Muita gente me pergunta isso. Não penso exatamente o Pete como sendo o meu reflexo, apesar de existirem alguns elementos comuns. É uma personagem completamente ficcional. Mas claro que gosto da ideia do Mark Wahlberg interpretar uma personagem inspirada em mim. O Mark sempre soube que era uma personagem ficcional e que a poderia levar para onde quisesse.

Quando é que percebeu que a Octavia Spencer e a Tig Notaro teriam aquela química?
Trabalhar com ambas foi uma das melhores coisas que me aconteceram durante o filme. A Octavia é fantástica, é uma ótima atriz. Ela é que quis entrar no filme. Eu pensei que ela estaria ocupadíssima para sequer ler o guião, mas leu, adorou e disse que queria fazer parte. Depois demorámos algum tempo a descobrir o par dela, não conseguia encontrar alguém e de repente lembrei-me da Tig Notaro. Quando as vimos a trabalhar juntas percebemos de imediato que eram perfeitas. Foi muito fácil de trabalhar com elas e elas são muito credíveis naqueles papéis.

A Tig Notaro tem um bom ar de assistente social.
Pois tem.

As crianças tinham noção do papel que estavam a desempenhar? O Juan [Gustavo Quiroz] tem um papel impressionante.
A personagem do Juan, inicialmente, era mais jovem e mais rebelde.

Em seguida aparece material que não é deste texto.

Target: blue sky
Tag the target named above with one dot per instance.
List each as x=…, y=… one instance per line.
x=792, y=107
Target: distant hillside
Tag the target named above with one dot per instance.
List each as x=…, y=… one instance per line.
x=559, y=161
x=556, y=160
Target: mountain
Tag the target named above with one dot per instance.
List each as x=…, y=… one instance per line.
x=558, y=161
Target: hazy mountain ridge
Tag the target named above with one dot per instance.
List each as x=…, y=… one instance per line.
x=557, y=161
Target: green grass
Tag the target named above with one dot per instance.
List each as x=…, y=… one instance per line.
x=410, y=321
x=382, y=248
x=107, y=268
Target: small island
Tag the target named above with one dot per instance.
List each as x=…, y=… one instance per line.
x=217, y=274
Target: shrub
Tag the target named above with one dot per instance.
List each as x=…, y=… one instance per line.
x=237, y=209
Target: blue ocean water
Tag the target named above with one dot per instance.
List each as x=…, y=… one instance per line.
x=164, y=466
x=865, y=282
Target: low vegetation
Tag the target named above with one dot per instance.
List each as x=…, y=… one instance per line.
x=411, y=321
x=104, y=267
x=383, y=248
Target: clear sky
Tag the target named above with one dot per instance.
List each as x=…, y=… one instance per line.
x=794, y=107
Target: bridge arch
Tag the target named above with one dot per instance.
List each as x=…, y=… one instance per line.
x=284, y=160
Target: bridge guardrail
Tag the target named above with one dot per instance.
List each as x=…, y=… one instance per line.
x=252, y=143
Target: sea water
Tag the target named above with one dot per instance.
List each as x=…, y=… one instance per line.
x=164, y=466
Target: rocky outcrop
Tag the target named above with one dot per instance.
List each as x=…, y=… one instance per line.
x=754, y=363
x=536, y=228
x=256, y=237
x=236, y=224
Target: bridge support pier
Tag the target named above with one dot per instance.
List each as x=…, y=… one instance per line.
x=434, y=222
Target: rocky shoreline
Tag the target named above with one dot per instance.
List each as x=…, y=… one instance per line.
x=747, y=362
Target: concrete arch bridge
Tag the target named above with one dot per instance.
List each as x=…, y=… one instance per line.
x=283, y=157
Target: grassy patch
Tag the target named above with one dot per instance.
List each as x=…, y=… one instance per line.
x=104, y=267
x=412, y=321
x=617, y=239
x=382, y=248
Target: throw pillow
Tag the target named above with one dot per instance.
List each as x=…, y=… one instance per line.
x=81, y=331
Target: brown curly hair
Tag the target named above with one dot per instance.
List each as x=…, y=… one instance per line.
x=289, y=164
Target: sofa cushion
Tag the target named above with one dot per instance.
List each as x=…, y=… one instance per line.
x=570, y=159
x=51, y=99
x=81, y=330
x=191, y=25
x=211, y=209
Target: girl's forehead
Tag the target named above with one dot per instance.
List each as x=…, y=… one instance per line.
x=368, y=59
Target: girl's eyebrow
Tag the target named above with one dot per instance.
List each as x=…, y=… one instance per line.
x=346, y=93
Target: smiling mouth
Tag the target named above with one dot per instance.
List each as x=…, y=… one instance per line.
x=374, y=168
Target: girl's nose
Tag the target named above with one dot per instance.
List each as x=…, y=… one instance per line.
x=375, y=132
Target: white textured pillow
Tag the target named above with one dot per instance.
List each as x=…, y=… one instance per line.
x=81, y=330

Mas quando estávamos a fazer as audições para os papeis das crianças, encontrámos a Juliana Gamiz [que interpreta Lita, a mais jovem das crianças], que era absolutamente selvagem. E depois apareceu o Gustavo, mais relaxado e doce, de certa forma, lembrava o meu filho. Apesar de ser mais velho e alto do que tínhamos pensado, daria uma personagem muito melhor. Reescrevemos a personagem especificamente para o Gustavo.

Que tipo de reações tem tido do público?
Não sabia que tipo de reações iria ter, tanto do público em geral como das pessoas com relações com a adoção, famílias e crianças. Quando mostrámos o primeiro “rough cut”, as reações foram maravilhosas. E quando fizemos o primeiro visionamento oficial tivemos uma das melhores pontuações na história da Paramount. Foi uma surpresa para mim, porque contava que as pessoas estranhassem o filme, pelo tópico que aborda. No Minnesota tive a oportunidade de mostrar o filme a famílias de acolhimento, crianças, assistentes sociais. Estava assustadíssimo. Mas, mais uma vez, adoraram. Ver “Família Instantânea” junto do público tem sido das experiências mais gratificantes da minha carreira. Adoro sentar-me ao lado do público e ver o filme.